We have this heart shaped crop. Except, I don’t think it’s an ordinary crop. It is teh ebils.

I don’t know what the rod of a regular crop is made out of because I’m not quite brave enough to unravel any of Master’s crops to find out. But whatever it is, I don’t think it’s the same thing that this heart crop is made from.

crop

The heart crop’s rod isn’t covered with anything. It’s a metal stick, see? It’s not whippy like his other crops. It’s stiff. Hard.

It hurts.

I remember when we bought it, it was at some seedly little roadside sex shop a couple of years ago. I thought it was “cute”.

Awww, I thought. How sweet.
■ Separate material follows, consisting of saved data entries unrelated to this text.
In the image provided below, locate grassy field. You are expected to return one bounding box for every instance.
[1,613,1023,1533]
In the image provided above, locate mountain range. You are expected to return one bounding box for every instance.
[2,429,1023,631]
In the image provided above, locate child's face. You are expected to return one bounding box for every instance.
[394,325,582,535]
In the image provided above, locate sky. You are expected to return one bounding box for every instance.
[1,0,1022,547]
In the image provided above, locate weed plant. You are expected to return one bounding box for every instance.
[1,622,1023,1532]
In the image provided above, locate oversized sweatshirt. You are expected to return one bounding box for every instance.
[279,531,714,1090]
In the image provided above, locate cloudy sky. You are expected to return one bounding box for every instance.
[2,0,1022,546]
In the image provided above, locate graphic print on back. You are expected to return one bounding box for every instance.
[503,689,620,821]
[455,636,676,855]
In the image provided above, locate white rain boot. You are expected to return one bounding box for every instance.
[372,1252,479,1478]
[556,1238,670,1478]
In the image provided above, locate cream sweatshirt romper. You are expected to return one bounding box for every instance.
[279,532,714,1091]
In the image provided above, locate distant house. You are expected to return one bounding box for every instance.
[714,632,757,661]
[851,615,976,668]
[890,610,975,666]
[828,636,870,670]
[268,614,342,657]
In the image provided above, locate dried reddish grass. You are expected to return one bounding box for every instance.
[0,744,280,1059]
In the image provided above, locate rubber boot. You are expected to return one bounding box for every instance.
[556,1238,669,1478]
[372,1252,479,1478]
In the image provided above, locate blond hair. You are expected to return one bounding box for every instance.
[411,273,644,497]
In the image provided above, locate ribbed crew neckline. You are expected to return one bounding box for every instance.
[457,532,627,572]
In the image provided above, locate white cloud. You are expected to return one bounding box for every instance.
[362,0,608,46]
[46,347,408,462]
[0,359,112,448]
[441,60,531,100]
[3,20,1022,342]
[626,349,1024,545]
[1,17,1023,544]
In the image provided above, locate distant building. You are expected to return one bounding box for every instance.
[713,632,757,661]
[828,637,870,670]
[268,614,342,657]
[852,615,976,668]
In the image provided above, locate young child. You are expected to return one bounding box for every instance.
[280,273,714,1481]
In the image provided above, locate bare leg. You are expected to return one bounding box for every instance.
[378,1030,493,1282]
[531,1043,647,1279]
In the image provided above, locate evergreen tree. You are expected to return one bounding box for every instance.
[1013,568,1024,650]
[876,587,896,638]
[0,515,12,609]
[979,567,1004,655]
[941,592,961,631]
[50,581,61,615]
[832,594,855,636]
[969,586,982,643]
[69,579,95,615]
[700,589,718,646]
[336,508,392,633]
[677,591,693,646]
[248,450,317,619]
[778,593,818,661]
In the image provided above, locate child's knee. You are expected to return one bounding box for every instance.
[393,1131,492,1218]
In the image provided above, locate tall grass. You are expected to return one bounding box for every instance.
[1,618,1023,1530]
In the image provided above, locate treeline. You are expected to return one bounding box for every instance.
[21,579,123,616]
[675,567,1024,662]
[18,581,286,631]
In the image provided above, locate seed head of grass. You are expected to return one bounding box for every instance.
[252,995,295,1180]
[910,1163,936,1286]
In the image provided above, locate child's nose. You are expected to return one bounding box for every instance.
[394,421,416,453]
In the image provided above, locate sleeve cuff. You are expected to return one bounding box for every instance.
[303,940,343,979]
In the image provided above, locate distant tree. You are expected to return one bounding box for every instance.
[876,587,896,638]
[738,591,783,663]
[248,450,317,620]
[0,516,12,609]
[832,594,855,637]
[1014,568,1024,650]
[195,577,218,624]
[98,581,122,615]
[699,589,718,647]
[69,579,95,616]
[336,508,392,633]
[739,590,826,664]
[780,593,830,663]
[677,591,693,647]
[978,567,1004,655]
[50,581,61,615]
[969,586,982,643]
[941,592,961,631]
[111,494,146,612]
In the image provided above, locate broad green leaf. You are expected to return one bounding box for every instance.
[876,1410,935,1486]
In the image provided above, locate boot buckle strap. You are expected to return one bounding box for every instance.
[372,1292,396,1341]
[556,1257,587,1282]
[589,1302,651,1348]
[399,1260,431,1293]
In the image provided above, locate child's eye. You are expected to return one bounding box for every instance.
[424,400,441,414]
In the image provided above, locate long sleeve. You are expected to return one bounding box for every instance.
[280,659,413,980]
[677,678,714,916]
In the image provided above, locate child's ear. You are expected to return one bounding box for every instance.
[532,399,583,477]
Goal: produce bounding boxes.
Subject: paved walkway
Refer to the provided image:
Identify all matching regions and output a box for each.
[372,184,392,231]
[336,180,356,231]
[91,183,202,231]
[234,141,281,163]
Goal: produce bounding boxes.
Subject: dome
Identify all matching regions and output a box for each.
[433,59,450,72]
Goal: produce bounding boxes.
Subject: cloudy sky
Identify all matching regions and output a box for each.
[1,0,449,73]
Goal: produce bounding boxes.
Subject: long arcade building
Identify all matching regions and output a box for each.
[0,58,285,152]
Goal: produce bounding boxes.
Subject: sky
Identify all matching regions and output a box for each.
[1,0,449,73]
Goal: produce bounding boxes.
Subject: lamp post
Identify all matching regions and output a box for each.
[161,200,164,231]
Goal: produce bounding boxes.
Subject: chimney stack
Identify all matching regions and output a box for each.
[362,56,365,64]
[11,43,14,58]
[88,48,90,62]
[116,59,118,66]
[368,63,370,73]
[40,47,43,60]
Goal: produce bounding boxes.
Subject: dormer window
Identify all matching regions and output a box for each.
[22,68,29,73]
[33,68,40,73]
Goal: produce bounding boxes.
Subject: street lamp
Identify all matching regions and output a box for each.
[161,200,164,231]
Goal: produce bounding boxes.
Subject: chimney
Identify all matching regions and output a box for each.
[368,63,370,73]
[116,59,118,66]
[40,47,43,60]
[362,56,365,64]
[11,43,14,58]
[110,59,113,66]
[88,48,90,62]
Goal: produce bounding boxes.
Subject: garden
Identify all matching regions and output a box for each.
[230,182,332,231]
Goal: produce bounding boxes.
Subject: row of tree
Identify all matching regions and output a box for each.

He can make little red hearts on my butt!

I carried it over to him gushing over how cute it was. He rolled his eyes, being the fairly non-romantic kind of sadist that he is, and tossed it on the counter.

Yeah. What a fucking dumbass I am, yanno?

So, he’s been determined to make little heart-shaped bruises with this thing.

I’m here to tell you (and to tell HIM!) that it does not make heart-shaped bruises. It makes bruises plenty; just not heart-shaped ones.

What it does leave is a welt in the shape of the metal rivet in the center of the heart. Tiny little raised red and white circles, and, a day or two later, an ugly green bruise somewhere in the vicinity of where the metal rod snapped under the heart.

But no hearts.

They will not come.

I am crying.. no, I am screaming Uncle!